Exxon Cuts China Energy Demand Growth Forecast

January 26, 2016, 3:51 PM UTC
To go with China-economy-stocks,FOCUS by Bill SAVADOVE In this photo taken on September 1, 2015, an investor walks past a digital board showing stock market movements at a brokerage house in Shanghai. Global stock markets will be on edge this coming week September 7, 2015 as China announces a slew of data investors will comb for clues about slowing growth in the world's second-largest economy. AFP PHOTO / JOHANNES EISELE (Photo credit should read JOHANNES EISELE/AFP/Getty Images)
Photograph by Johannes Eisele—AFP/Getty Images

China’s economic boom buttressed global oil prices for the past decade. Now, as the country’s economy slows, forecasters say that it will no longer serve the same role.

In a new energy outlook report released Monday, Exxon lowered its forecast for China’s annual energy demand growth to 2.2% through 2025. The report predicted that the country’s energy demand would plateau around 2030, resulting in an annual energy demand growth between 2025 and 2040 of only .2%.

Crude oil prices have plummeted since the summer of 2014, largely due to an oil glut. Those doldrums have been lengthened by poor demand as China shows declining hunger for the commodity.

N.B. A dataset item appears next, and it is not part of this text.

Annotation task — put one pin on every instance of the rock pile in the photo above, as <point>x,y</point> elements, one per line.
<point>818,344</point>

China accounted for almost half of the global growth in energy demand between 2000 and 2014, according to Exxon (XOM). Now, Exxon predicts that almost half of the world’s global energy demand increase toward 2040 will be driven by China and India together.

Even as China’s economy slows, the report predicts that the country and other fast-growing ones like India will still demand vast amounts of energy as more citizens join the middle class, according to the Wall Street Journal. Altogether, Exxon predicts that global energy demand will increase by one-quarter through 2040.